Modern boaters demand modern facilities - so, with loud justifications about sea rescue, we now have the pontoon style metal boat ramp with its priapic stability poles and room for boats to come and go four at a time. Heaven forfend a boatie should queue.
I remain disappointed that the Council chose to bulldoze earth onto the beach to create more parking and to change the shoreline. I continue to think that the pontoons are downright dangerous as well as ugly. And I can't say how sad I was when I wandered down there to find a boatie throwing stones at the pelicans who roost on the huge and ancient Erratic rocks (dropped by the Permian glaciers 240 million years ago).

I actually stopped and said; "I don't believe what I am seeing. Why would you want to throw stones at those beautiful birds?" The lad, aged late teens, looked at me with dumb insolence. Then his father popped his head up from whatever he was doing with the boat and laughed: "He couldn't hit them if he tried! He's just seeing how close he can get a stone without hitting them."
The logic of this dumbfounded me. The psychology of it sickened me.
I have always liked boaties, albeit that I have not liked the fact that they have been allowed to vandalise the coast with the ugliness of these now ubiquitous pontoon ramps. Some marketing person has done a major coup flogging those to councils right across the land. They must be very rich indeed by now.
But, while I like boats and fishing and fishing people, I definitely did not like these particular boaties - who may symbolise the tip of the iceberg of ugly new people attracted to launch boats and jet skis from our new multilane ramp.


Despite the fact that Encounter Bay is as sheltered and quiet a water as there is in the world, they have built a massive breakwater beside the new boat ramp. This, apparently, is because the pontoons are dangerous if there is water movement. They are unstable. you see. They roll up and down and undulate with waves, making them hard to balance upon if there is a hint of weather. Well, there is rarely a hint of weather in this gentle and shallow bay - but millions of massive rocks have been carted in and a giant breakwater now reaches out into the bay.

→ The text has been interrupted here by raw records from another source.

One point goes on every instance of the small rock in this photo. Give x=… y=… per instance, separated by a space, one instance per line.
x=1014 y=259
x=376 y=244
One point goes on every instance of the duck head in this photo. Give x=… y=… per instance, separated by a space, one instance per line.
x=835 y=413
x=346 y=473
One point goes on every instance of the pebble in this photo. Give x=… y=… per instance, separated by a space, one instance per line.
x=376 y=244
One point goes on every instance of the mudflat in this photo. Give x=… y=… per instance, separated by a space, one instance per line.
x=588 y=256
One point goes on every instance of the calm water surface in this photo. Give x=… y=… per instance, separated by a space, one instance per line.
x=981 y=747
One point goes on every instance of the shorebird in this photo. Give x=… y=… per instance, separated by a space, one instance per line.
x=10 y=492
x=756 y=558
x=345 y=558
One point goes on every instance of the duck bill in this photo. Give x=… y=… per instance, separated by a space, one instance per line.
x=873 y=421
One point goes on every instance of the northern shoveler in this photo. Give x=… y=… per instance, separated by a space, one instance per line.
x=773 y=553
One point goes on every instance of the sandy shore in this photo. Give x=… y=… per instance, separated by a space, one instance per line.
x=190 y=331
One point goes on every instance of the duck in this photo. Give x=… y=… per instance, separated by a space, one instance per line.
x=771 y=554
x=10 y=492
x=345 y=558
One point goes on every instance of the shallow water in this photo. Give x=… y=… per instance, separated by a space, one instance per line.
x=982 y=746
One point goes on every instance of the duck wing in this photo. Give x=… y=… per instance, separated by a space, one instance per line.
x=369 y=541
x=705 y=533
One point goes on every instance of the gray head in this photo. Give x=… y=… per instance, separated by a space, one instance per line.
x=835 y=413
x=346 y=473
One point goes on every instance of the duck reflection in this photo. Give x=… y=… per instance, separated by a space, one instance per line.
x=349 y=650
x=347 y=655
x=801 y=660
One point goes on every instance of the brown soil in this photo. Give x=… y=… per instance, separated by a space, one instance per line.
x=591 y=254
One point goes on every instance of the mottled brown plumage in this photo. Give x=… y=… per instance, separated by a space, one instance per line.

Fortunately, the Council has done something I have not seen on other boat ramp breakwaters. It has ordained a path to be made on top of it so the real people, the locals who walk dogs and stroll the shore, can actually walk out as they did on the old jetty. It is not yet finished, but it is a positive - and I am looking forward to spending many hours out there as the years roll on. I do hope they put a bench there.